If it tastes “flat,” add acid (lemon, vinegar). If it tastes “thin,” add fat (butter, oil). If it tastes “bland,” add salt and umami (soy sauce, parmesan rind). Cooking is about adjusting on the fly, not blindly following a list of ingredients.
Conclusion: Embrace the Improvisation
Running out of an ingredient is how new family recipes are born. The next time you find yourself broth-less, don’t rush to the store. Grab the butter, the wine, or that jar of miso in the back of the fridge. You might find that your improvised version has more character and depth than the original.
What is your go-to pantry rescue ingredient? I once used beer in a potato soup because I had nothing else, and it was spectacular. Tell me your substitution stories in the comments!
Frequently Asked Questions
Can I just use plain water instead of chicken broth?
Yes, but you need to compensate for the lack of flavor and body. Plain water will make the soup feel thin. Add 1 tablespoon of butter or olive oil per cup of water, and increase the amount of salt, pepper, and dried herbs to replace the savory notes of the broth.
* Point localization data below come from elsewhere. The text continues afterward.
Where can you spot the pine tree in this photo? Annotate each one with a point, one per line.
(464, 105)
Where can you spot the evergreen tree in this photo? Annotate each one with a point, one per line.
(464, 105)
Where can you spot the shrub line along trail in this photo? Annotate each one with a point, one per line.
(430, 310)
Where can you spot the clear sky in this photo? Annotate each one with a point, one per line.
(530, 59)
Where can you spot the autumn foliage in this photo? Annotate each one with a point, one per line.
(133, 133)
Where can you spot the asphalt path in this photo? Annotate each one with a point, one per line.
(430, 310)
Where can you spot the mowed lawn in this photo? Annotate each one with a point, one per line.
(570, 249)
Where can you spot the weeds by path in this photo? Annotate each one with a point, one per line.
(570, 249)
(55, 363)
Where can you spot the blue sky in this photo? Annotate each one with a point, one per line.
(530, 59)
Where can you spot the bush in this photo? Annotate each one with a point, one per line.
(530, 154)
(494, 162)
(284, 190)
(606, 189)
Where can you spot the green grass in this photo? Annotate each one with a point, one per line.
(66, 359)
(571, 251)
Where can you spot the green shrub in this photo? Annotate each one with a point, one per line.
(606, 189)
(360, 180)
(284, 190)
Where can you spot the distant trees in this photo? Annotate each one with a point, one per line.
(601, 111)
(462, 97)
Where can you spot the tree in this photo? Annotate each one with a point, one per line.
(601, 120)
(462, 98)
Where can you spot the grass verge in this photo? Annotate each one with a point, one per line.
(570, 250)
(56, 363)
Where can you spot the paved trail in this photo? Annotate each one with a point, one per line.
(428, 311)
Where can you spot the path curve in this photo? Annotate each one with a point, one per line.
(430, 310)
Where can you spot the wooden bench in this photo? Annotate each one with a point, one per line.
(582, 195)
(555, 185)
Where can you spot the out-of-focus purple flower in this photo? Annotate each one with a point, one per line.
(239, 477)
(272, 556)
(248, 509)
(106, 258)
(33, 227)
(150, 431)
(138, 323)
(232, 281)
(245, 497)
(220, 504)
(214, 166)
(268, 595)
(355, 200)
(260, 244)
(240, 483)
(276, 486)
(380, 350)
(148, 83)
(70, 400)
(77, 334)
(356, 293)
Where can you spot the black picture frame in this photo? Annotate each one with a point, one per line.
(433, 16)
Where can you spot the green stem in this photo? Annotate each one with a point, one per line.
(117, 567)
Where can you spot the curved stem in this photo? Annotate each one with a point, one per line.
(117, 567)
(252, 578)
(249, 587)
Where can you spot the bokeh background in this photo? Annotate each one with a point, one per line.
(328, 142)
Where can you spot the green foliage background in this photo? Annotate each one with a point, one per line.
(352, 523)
What is the ratio for bouillon cubes to water?
The standard ratio is usually 1 bouillon cube (or 1 teaspoon of bouillon paste) per 1 cup (8 oz) of boiling water. However, brands vary in sodium levels, so it is safer to start with slightly less bouillon and add more to taste.
Will vegetable broth change the taste of my chicken soup?
Slightly. Vegetable broth tends to be sweeter due to the high carrot and onion content, and it lacks the gelatinous mouthfeel of bone broth. It is a perfectly acceptable substitute, but you may want to add a splash of soy sauce to deepen the savory profile.
Can I use milk instead of chicken broth?
Only if you are making a creamy soup like chowder or bisque. For clear soups, absolutely not. If the recipe is cream-based, you can substitute broth with milk, but be careful not to boil it vigorously, or the dairy might curdle.
Is bone broth the same as chicken broth?
They are similar but not identical. Bone broth is cooked much longer (24+ hours), resulting in a thicker, more gelatinous texture and a deeper protein flavor. Regular chicken broth is lighter and cooks faster. You can swap them 1:1, but bone broth will make your soup richer.